The New York City-based 12-piece combines three saxophones, two trumpets, two trombones, one sousaphone, one piccolo and three percussionists. And when it would start playing, it would combine elaborate choreography with its own intricate arrangements of songs by artists like Frank Zappa and rock bands like The Pixies.
Though the Asphalt Orchestra still enjoys playing outdoors, it’s created a theater show to bring indoors. The group will perform a free show at the Capitol Center for the Arts on Tuesday, Sept. 10.
Piccolo player Jessica Schmitz said bringing the show inside has had its pros and cons. While she misses the interactivity with the audience that an outdoor show encourages, playing in a theater makes for much better sound quality. Hooking up 12 instruments to microphones and amplifiers, she said, makes it easier to concentrate on the complexities of the performance rather than the volume of each band member.
“Acoustically, it’s easier to be inside in a theater,” Schmitz said. “Outside, the sound goes everywhere. We enjoy it because we don’t have to blast as much.”
When the band visits Concord, it will be performing “Unpack the Elephant,” a show it debuted in 2011 that was specifically designed to perform indoors. Schmitz said this performance has become a fast favorite because it combines classic Asphalt Orchestra arrangements, including some Zappa, Bjork and David Byrne tunes, and some original pieces written by multiple band members.

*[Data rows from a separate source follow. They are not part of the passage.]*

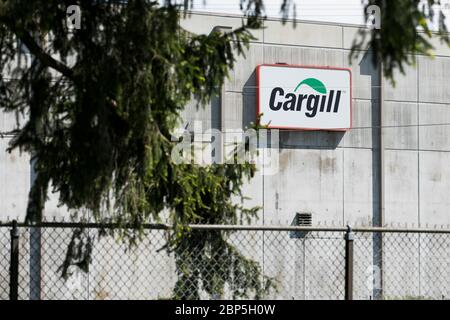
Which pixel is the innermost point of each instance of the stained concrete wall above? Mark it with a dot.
(334, 176)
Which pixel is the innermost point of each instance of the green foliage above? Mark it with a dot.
(404, 33)
(101, 103)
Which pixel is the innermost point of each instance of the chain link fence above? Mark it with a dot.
(302, 262)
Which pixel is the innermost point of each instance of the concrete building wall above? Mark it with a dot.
(334, 176)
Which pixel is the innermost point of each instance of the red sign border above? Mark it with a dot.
(258, 112)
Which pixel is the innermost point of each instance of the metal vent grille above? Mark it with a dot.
(303, 219)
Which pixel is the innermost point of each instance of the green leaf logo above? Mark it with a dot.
(313, 83)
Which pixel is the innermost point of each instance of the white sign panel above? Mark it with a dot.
(304, 98)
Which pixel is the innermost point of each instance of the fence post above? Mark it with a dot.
(349, 237)
(14, 263)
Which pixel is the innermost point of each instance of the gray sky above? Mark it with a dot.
(340, 11)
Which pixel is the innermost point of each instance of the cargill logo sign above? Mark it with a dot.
(304, 98)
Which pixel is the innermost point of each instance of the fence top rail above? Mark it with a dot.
(92, 225)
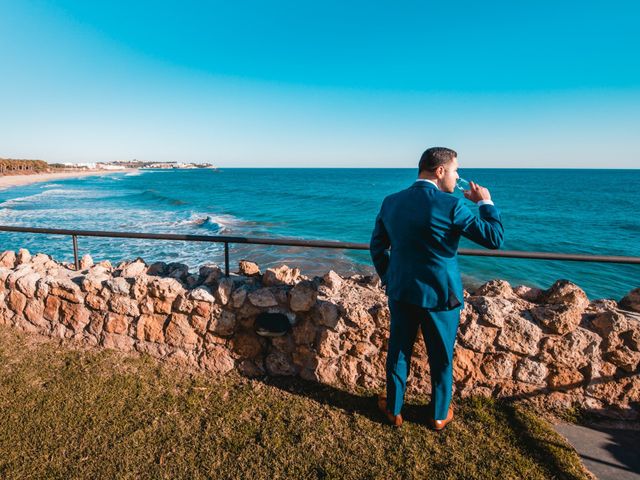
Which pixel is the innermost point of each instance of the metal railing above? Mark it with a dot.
(292, 242)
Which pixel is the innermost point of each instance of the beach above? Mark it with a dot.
(7, 181)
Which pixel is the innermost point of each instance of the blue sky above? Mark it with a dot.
(336, 84)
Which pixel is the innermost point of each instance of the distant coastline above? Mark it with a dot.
(8, 181)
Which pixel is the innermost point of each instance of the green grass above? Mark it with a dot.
(74, 413)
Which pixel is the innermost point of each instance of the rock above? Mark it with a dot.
(625, 358)
(74, 315)
(65, 289)
(96, 302)
(519, 335)
(558, 318)
(575, 349)
(23, 256)
(116, 323)
(567, 293)
(16, 301)
(465, 365)
(150, 328)
(133, 269)
(498, 366)
(238, 297)
(27, 284)
(223, 324)
(329, 344)
(51, 308)
(332, 280)
(304, 332)
(246, 344)
(124, 306)
(263, 297)
(530, 371)
(86, 262)
(210, 274)
(224, 290)
(278, 363)
(34, 312)
(492, 310)
(631, 301)
(202, 294)
(179, 333)
(165, 288)
(248, 269)
(8, 259)
(477, 337)
(94, 281)
(530, 294)
(329, 314)
(302, 297)
(199, 323)
(118, 286)
(157, 269)
(326, 371)
(217, 359)
(565, 378)
(176, 270)
(609, 321)
(281, 275)
(114, 341)
(495, 288)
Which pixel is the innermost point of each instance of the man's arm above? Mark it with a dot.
(379, 248)
(484, 229)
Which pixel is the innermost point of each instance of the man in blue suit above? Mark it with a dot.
(414, 250)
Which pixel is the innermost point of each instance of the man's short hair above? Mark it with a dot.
(433, 157)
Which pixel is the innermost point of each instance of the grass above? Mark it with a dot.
(75, 413)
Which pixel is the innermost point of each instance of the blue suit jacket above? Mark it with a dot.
(414, 245)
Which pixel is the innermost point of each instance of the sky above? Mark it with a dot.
(506, 84)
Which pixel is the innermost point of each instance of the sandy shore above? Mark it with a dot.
(8, 181)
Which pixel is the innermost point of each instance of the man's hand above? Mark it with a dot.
(477, 193)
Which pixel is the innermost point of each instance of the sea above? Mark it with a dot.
(593, 212)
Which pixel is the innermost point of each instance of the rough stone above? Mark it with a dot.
(519, 335)
(631, 301)
(116, 323)
(281, 276)
(302, 297)
(223, 324)
(179, 333)
(224, 290)
(559, 318)
(151, 328)
(263, 297)
(248, 268)
(23, 256)
(216, 359)
(86, 262)
(8, 259)
(530, 371)
(74, 315)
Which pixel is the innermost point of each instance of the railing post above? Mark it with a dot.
(75, 251)
(226, 259)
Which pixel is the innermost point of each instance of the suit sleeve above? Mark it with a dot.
(379, 248)
(484, 229)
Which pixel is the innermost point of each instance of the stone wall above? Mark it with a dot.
(554, 347)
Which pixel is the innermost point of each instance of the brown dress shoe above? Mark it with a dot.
(395, 420)
(440, 424)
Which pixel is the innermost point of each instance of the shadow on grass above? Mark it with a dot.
(535, 439)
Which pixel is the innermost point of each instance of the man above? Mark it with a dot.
(414, 250)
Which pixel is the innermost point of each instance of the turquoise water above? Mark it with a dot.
(570, 211)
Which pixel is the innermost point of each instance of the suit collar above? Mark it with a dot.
(424, 184)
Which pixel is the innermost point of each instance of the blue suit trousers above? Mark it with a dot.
(439, 329)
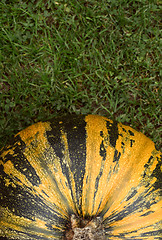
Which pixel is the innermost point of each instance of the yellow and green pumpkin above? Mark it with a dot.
(80, 177)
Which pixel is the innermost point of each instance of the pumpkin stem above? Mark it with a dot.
(83, 229)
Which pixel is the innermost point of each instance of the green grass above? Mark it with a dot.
(100, 57)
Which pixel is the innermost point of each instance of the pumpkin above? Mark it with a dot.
(80, 177)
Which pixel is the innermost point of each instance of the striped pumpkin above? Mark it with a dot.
(80, 177)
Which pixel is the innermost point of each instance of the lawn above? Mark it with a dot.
(100, 57)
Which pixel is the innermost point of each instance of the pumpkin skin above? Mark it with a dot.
(86, 166)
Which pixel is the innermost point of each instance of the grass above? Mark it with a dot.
(100, 57)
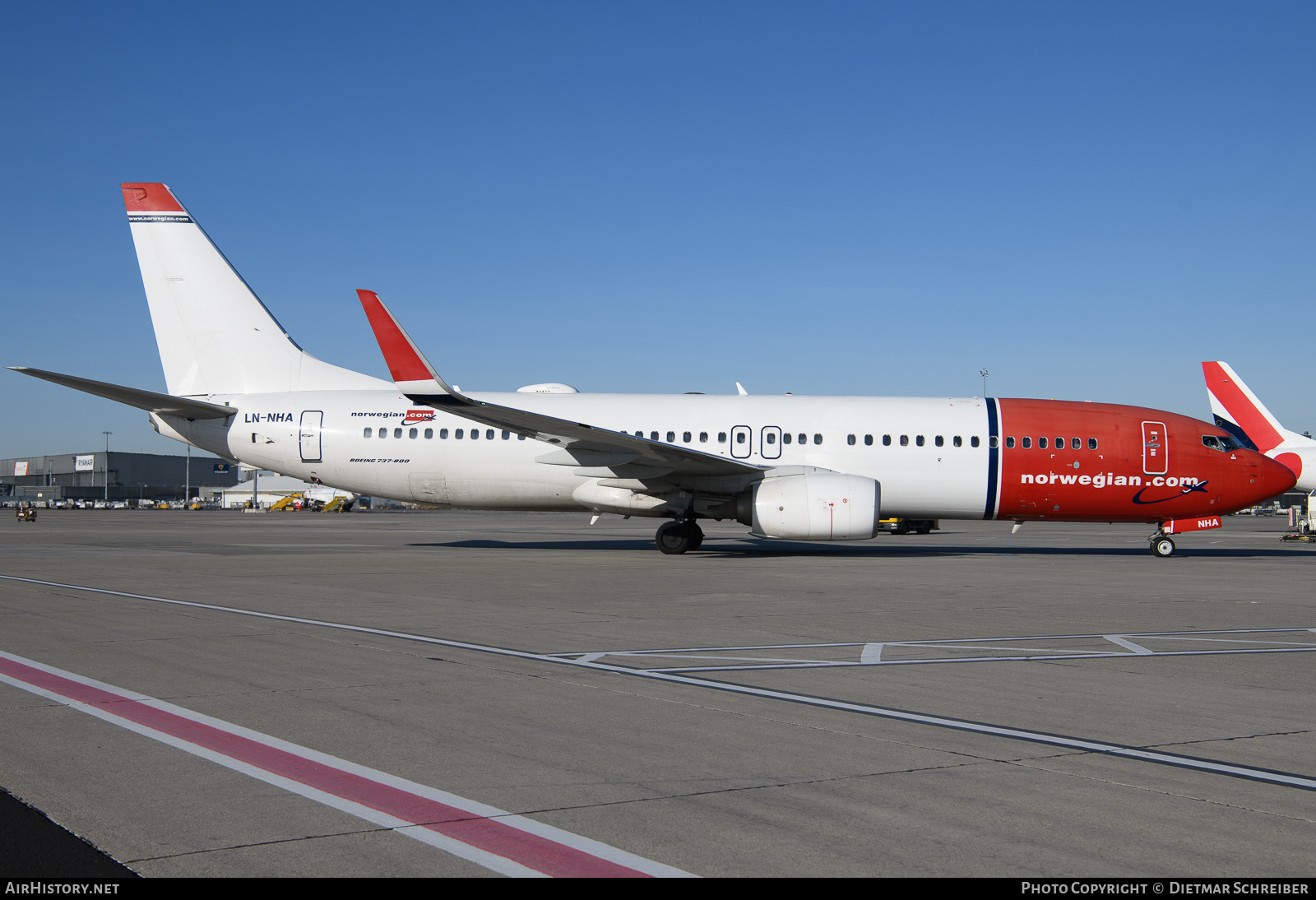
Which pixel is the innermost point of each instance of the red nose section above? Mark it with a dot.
(1276, 478)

While audience members with a keen ear for music will be impressed by the band’s ability to play these arrangements entirely from memory, the energetic choreography makes the show a visual spectacle as well. Schmitz said one of the biggest challenges the Asphalt Orchestra faces is gathering all 12 members together to rehearse and fine tune all of the elements each show brings. But she said the chemistry the band members share makes an eight-hour practice feel like a fun get-together with friends.
“Everyone is really close, so that makes it that much more probable that we could put these crazy things together,” Schmitz said. “There are no divas or anything, so it makes rehearsals really fun.”

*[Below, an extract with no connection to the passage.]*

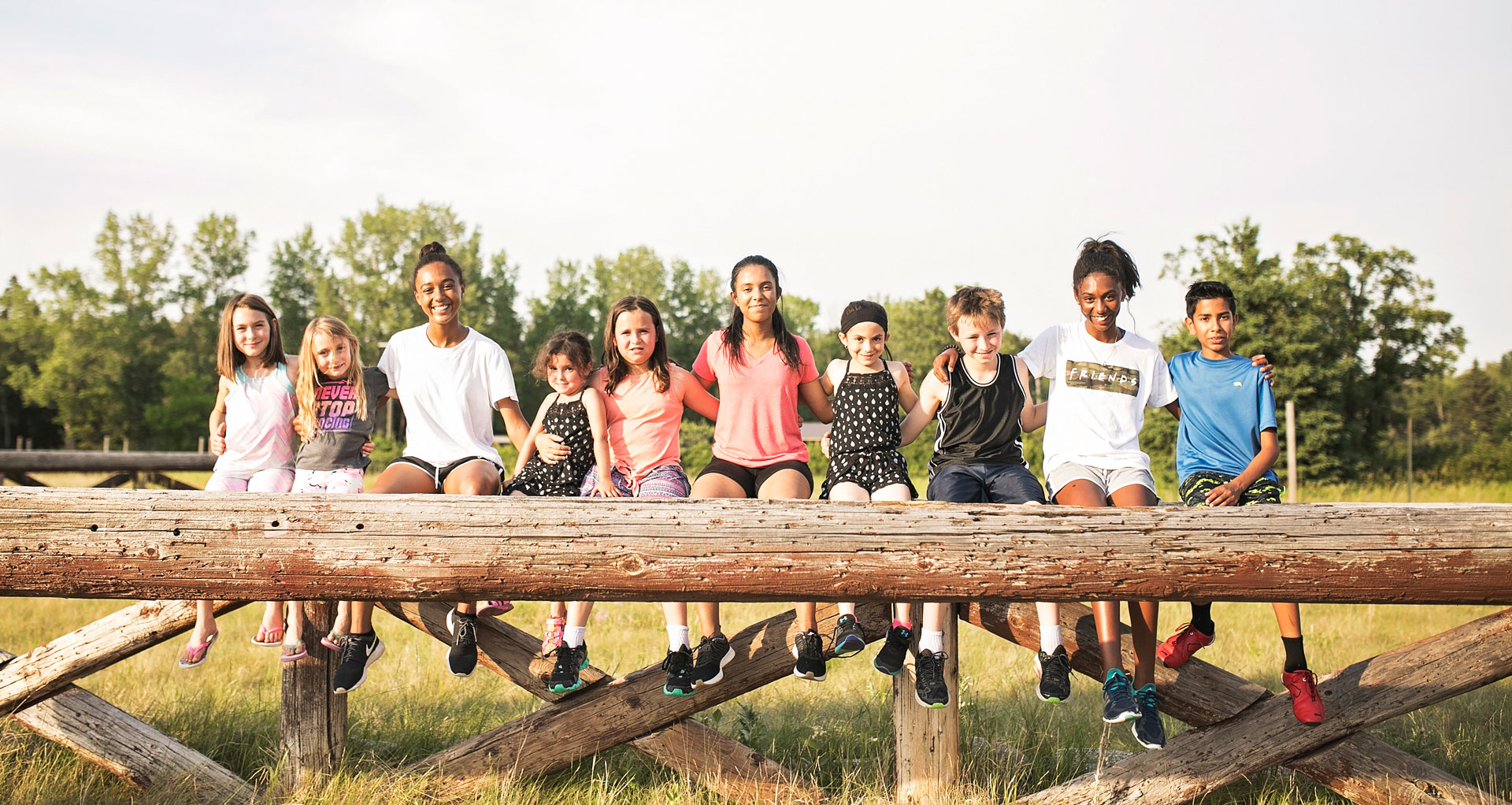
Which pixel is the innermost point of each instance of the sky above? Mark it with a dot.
(869, 149)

Schmitz said the members’ musical interests are varied. Now that many of the band members have taken a shot at writing arrangements, she said, it’s fascinating to hear the way different members envision a final product.
Schmitz said she is personally more into classical music and small chamber ensembles, but the orchestra has members who prefer jazz and others who prefer indie rock. Schmitz said she is excited to see all of the different directions the Asphalt Orchestra can go.
“As musicians, like with any creative person, we’re always in a state of reinventing ourselves,” she said.